His Open Text report, as always, left nothing out. Facts aplenty; descriptive notes in almost Proustian detail. His opinions as to the truthfulness, or not, of the interviewee. Times of arrival and departure correct to the minute. The result, Perrot felt sure, would lead to further and much more stringent questioning of Alan Hollingsworth.

Unfortunately it was another forty-eight hours before the attention of anyone with enough authority to order such an investigation was drawn to the report, by which time the owner of Nightingales was in no condition to help anyone with their inquiries.

The following morning at eleven o’clock Sarah Lawson came to collect her eggs. Avis Jennings, the doctor’s wife, had a cousin with a smallholding at Badger’s Drift where he kept free-range chickens and several ducks.

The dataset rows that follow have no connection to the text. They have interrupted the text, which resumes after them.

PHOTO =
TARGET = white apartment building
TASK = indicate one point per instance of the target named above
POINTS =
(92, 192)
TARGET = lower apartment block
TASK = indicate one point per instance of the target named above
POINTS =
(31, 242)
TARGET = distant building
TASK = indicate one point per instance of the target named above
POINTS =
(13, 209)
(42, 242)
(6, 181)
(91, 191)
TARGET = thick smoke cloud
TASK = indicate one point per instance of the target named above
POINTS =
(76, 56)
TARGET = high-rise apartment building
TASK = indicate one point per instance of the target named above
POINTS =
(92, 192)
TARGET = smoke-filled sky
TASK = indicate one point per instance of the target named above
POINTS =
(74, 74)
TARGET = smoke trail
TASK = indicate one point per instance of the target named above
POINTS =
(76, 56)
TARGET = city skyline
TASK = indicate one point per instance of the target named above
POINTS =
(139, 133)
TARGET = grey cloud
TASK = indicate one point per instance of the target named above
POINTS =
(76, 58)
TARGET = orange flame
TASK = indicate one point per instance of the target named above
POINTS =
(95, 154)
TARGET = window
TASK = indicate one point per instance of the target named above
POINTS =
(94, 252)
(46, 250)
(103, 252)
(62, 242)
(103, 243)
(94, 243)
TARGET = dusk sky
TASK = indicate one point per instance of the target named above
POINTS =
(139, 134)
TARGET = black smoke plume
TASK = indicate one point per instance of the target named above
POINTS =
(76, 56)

Sarah had accepted an invitation to stay and have coffee which was rare, though Avis constantly asked, for she thought Sarah the most interesting person in the village by far and longed to know her better. But nearly always Sarah just paid for the eggs and with the exact money. It was as though being drawn even into the briefest of conversations over change was either a nuisance or a waste of time.